Près de 520 communes ont demandé l’étalement du remboursement de leur acompte. J’ai adressé aux services déconcentrés un message de la plus grande souplesse. Le président Raynal a proposé que l’on aille plus loin et que le remboursement puisse courir sur plusieurs mois. J’y suis tout à fait ouvert, afin que l’on fasse du cousu main à destination de chacune des communes concernées.
M. Christian Bilhac. Très bien !
M. Thomas Cazenave, ministre délégué. L’immense majorité des communes nous ont dit qu’elles rembourseraient tout de suite. Mais si des communes connaissent des difficultés, elles doivent solliciter localement les services des DDFiP, auprès desquels un message de grande souplesse a été passé.
Enfin, il y aura bien une prolongation de l’amortisseur électricité l’année prochaine, notamment pour les collectivités prisonnières de contrats signés au plus haut de la crise.
Mme la présidente. La parole est à Mme Frédérique Espagnac, pour la réplique.
Mme Frédérique Espagnac. Monsieur le ministre, les collectivités territoriales sont volontaires pour relever bien des défis, mais elles attendent un dialogue équilibré et fiable avec l’État.
Un certain nombre de collectivités sont en difficulté. Les précisions que vous venez d’apporter sont importantes.
Le Congrès des maires s’ouvre alors que l’inquiétude des maires grandit. Un autre signal alerte la sénatrice que je suis : l’augmentation du nombre des démissions d’élus ces derniers mois. Beaucoup de maires partagent le sentiment qu’ils n’ont plus les moyens de remplir le mandat pour lequel ils ont été élus.
En plus de la réforme primordiale des finances locales que nous attendons tous, il faut évoquer le malaise qui s’étend chez nos maires, afin d’éviter une crise des vocations en vue des élections de 2026. La création d’un fonds financier par l’État permettrait d’aider les communes à financer les dépenses relatives aux conditions d’exercice des mandats. Il faut aussi réfléchir à une réforme du statut des élus, et à une augmentation de leurs indemnités. (Applaudissements sur les travées du groupe SER.)
Mme la présidente. La parole est à M. Jean-Raymond Hugonet. (Applaudissements sur les travées du groupe Les Républicains.)
M. Jean-Raymond Hugonet. Monsieur le ministre, de mon point de vue, ce volumineux rapport (L’orateur brandit un document.) illustre à merveille le mal profond de notre pays.

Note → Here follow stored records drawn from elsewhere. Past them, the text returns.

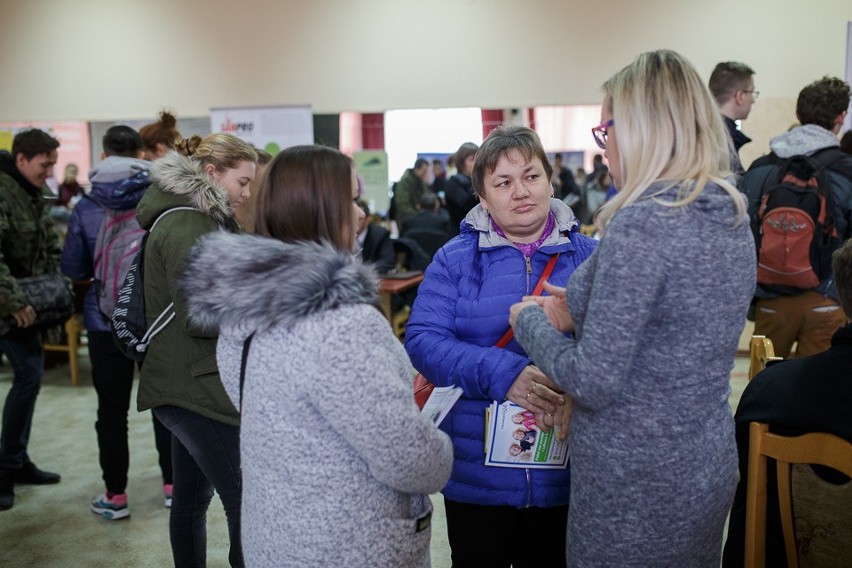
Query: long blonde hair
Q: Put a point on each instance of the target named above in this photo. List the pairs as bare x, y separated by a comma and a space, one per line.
669, 129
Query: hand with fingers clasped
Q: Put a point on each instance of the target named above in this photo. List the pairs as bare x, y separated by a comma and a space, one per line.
555, 308
538, 394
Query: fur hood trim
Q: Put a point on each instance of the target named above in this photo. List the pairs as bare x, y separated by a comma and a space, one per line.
179, 175
254, 282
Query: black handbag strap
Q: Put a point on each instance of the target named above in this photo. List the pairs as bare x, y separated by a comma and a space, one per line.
246, 346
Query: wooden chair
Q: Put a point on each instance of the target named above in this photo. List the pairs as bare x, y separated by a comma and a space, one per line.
762, 353
814, 448
73, 331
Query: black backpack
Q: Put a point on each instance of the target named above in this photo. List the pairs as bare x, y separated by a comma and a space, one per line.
794, 228
129, 328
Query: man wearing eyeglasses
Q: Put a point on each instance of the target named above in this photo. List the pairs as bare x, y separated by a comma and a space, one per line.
732, 84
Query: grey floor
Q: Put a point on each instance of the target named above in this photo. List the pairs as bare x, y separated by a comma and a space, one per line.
51, 526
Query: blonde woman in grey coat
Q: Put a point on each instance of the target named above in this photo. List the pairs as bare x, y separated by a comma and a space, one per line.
337, 462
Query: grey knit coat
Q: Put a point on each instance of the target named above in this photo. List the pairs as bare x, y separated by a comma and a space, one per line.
658, 309
337, 461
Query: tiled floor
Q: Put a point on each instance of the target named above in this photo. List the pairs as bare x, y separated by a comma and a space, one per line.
51, 526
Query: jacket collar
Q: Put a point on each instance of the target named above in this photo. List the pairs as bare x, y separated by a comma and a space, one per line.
179, 175
478, 220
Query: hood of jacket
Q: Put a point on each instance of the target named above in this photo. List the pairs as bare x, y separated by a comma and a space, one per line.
119, 182
181, 181
478, 220
249, 283
803, 141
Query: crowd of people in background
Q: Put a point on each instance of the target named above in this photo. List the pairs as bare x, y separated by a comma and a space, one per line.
272, 266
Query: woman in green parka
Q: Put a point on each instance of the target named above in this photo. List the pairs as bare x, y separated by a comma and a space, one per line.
179, 379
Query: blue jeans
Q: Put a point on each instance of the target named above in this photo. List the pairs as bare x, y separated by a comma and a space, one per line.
26, 356
112, 377
205, 455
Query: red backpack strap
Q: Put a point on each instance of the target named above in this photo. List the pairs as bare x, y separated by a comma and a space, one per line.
539, 288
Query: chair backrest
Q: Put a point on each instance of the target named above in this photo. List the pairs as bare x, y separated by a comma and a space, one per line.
814, 448
429, 239
762, 353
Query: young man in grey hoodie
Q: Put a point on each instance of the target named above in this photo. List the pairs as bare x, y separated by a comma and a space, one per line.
807, 316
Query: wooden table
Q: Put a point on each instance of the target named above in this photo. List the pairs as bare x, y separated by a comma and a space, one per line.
390, 286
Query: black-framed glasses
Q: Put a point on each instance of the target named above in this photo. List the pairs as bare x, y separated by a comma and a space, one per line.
599, 132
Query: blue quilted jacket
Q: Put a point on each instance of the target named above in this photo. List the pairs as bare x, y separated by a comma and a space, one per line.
118, 183
461, 310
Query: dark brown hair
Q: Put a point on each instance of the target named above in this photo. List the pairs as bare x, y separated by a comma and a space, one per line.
164, 131
822, 102
33, 142
499, 142
727, 78
307, 196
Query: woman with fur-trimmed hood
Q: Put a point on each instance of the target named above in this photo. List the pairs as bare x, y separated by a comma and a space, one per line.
179, 379
337, 462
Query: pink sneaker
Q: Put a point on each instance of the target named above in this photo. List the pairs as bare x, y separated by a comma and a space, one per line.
167, 494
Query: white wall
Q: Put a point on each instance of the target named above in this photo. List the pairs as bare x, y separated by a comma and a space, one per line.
126, 59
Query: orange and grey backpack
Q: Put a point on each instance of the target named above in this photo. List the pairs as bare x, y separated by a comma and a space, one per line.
794, 228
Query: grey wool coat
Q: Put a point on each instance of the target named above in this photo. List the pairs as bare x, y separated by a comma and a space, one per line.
337, 461
658, 310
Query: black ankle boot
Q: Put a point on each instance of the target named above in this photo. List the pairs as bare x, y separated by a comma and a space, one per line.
7, 488
29, 474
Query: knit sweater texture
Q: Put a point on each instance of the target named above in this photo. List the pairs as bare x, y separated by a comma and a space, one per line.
658, 309
337, 462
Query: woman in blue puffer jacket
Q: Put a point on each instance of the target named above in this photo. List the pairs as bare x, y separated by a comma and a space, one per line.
118, 183
461, 311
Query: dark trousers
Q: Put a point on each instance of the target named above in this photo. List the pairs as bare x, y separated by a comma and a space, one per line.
26, 357
205, 455
494, 536
112, 377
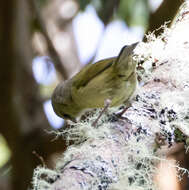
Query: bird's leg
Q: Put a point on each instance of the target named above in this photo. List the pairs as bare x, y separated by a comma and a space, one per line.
123, 111
107, 103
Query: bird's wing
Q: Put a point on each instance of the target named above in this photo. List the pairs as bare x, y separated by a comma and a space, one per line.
91, 71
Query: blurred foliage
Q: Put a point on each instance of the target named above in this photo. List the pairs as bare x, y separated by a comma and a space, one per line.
4, 151
133, 12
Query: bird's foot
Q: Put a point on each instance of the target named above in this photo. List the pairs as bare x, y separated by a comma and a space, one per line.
107, 103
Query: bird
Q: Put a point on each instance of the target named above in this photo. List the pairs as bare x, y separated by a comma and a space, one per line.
111, 79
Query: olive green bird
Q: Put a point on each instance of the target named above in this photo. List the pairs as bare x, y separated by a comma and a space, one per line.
111, 79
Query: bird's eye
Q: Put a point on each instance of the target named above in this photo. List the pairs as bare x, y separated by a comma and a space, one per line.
66, 116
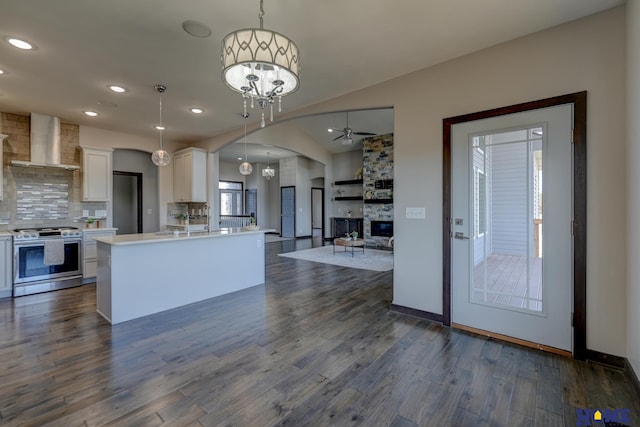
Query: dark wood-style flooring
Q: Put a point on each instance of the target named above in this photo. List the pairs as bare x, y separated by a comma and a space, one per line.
315, 346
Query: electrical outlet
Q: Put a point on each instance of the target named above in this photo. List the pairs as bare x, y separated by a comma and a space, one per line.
415, 213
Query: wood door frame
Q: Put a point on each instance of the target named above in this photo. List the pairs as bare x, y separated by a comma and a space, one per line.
294, 209
138, 176
579, 101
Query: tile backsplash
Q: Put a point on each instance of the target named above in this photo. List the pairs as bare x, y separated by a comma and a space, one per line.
42, 201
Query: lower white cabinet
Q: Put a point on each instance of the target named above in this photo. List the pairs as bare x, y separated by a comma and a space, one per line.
90, 253
6, 262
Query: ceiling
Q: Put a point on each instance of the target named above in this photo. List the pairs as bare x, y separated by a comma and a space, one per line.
83, 46
376, 121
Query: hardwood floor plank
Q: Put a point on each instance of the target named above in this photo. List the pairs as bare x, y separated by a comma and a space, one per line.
316, 345
523, 401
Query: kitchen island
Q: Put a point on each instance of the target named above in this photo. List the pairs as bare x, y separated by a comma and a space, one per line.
143, 274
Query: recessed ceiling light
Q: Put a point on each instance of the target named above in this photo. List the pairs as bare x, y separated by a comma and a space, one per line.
117, 89
107, 104
196, 29
20, 44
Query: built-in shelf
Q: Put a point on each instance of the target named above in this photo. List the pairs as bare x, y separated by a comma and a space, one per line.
380, 201
348, 198
348, 182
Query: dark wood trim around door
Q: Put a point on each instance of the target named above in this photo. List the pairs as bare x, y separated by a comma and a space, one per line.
579, 101
138, 176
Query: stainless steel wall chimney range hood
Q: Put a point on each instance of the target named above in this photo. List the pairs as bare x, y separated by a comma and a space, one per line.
46, 147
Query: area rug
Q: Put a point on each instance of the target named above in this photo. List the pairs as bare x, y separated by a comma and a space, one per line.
372, 259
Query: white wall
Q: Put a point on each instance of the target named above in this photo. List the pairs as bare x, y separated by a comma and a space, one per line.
633, 185
345, 166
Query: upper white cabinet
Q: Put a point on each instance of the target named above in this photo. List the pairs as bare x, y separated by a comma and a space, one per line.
2, 137
190, 175
97, 174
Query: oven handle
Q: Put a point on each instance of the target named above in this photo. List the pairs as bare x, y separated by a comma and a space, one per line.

Au sortir d’une campagne sénatoriale qui nous a vus sillonner nos départements respectifs et rencontrer de très nombreux élus, au moment où s’ouvre le Congrès des maires, on mesure dans ce volumineux rapport de façon palpable le profond décalage existant entre la théorie et la pratique, entre le verbe et la réalité.
Tout va pour le mieux dans le meilleur des mondes, semble-t-il. Les dynamiques sont historiques, les péréquations veillent sur nous, la redistribution est à son comble. Encore un effort, et la félicité nous gagnera…
La réalité est tout autre, monsieur le ministre.
La triste réalité, que vous le vouliez ou non, c’est que d’une liberté constitutionnelle, pensée et conçue pour garantir la libre administration des communes, l’autonomie financière est devenue une coquille vide dépourvue de tout effet utile pour nos collectivités.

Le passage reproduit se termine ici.